In 2022, efforts accelerated on this front. The European Union and Government of Germany, through GIZ’s Nexus Regional Dialogue Programme in the Niger Basin, supported the NBA and the collaborative work of the University of Ottawa, IFPRI under the NEXUS Gains Initiative, and other partners. They explored ways to build capacity on the Water-Energy-Food-Environment Nexus in the nine basin countries and developed and discussed a Nexus Guidance Document for adoption by the Ministerial Council of the NBA. The Guidance builds on the strong commitment of the NBA and the basin countries it supports to develop synergies from water and other investments for the prosperity of the basin’s population.
A draft of the Nexus Guidance was advanced and discussed during three-day workshops that took place in all nine basin countries.
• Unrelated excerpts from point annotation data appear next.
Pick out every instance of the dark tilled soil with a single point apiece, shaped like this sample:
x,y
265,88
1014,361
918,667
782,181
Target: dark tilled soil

These workshops drew on previous meetings and also included further capacity building on Nexus analysis methodologies developed in an earlier partnership (2018-19), as well as the presentation of a nexus analysis of a nationally selected priority water infrastructure project in each of the countries. Based on the feedback received, a second draft of the guidance was developed and presented at a regional validation workshop on September 2 in Cotonou.
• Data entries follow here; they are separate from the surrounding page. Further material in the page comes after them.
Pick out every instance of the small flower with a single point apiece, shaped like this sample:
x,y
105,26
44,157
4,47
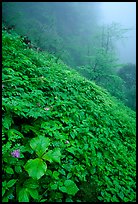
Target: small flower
x,y
46,108
16,153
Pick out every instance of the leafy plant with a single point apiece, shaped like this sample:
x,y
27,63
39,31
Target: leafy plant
x,y
64,138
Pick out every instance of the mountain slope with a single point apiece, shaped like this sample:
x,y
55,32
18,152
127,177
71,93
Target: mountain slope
x,y
75,141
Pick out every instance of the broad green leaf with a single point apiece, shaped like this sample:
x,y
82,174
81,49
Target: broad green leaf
x,y
71,187
3,191
11,183
18,169
31,183
71,150
48,156
54,186
63,189
36,168
56,174
52,155
56,155
69,175
7,121
40,144
33,193
5,199
9,170
70,200
23,195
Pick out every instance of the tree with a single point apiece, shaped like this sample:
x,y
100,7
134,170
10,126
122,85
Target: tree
x,y
128,74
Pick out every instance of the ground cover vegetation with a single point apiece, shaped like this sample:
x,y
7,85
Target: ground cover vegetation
x,y
64,138
71,31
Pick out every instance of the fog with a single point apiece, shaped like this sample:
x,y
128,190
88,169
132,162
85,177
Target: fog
x,y
75,21
125,14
The Nexus Guidelines were then finalized and presented to the Authority’s Technical Committee of Experts in October, which recommended adoption by the NBA Council of Ministers. The guidance was then adopted on December 8, 2022, during the 41st ordinary session of the NBA Council of Ministers in N’Djamena, Chad, and came immediately into force. The online tools for its application are also currently under development.
This is the first-ever basin-wide adoption of a nexus guidance to support cross-sectoral collaboration and analysis and can support development of similar policies in other river basins with competing water-energy-food-environmental goals—thus it reflects the true spirit of the UN Water Decade as well as Agenda 2030.
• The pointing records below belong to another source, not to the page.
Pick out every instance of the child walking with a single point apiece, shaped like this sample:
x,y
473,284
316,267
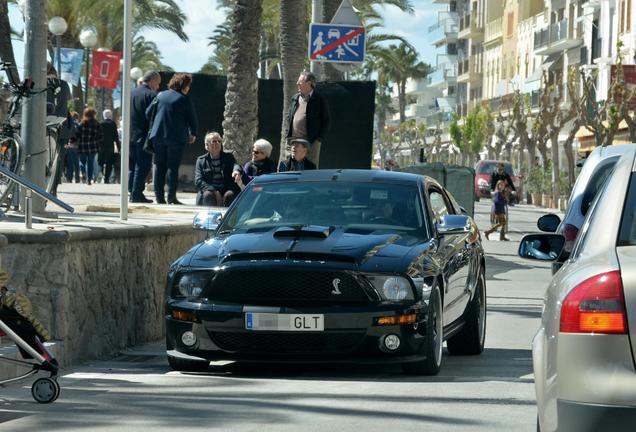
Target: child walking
x,y
499,209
The NBA thus has much to celebrate on World Water Day 2023. In less than one year, the authority passed the first ever Nexus Policy in a transboundary river basin, contributing to a true acceleration of change for improved water and associated development. Using the Guidelines can reduce the threat of adverse impacts on the basin’s shared water and land resources and save millions of dollars of investment funds while jointly meeting various Vision objectives. It can also help strengthen positive impacts and reduce cross-sectoral constraints of single-sector solutions and help identify multisector solutions.
The application of the Nexus Guidance will increase the efficiency of the use of natural resources and support the implementation and monitoring of (multipurpose) investments. If this can be achieved, the River of Rivers—thought to be the original meaning of the name Niger—will continue to enhance water, food and energy security and environmental sustainability for generations to come.
Niandou Mounkaila is the Technical Director of the Niger Basin Authority; Ousmane Seidou is the Director of the Hydraulics Lab and Associate Professor at University of Ottawa; Claudia Ringler is a Senior Research Fellow in IFPRI’s Environment and Production Technology Division; Robert Krefeld leads the German Agency for International Cooperation GmbH (GIZ)’s engagement on the Nexus Regional Dialogue Programme in the Niger Basin.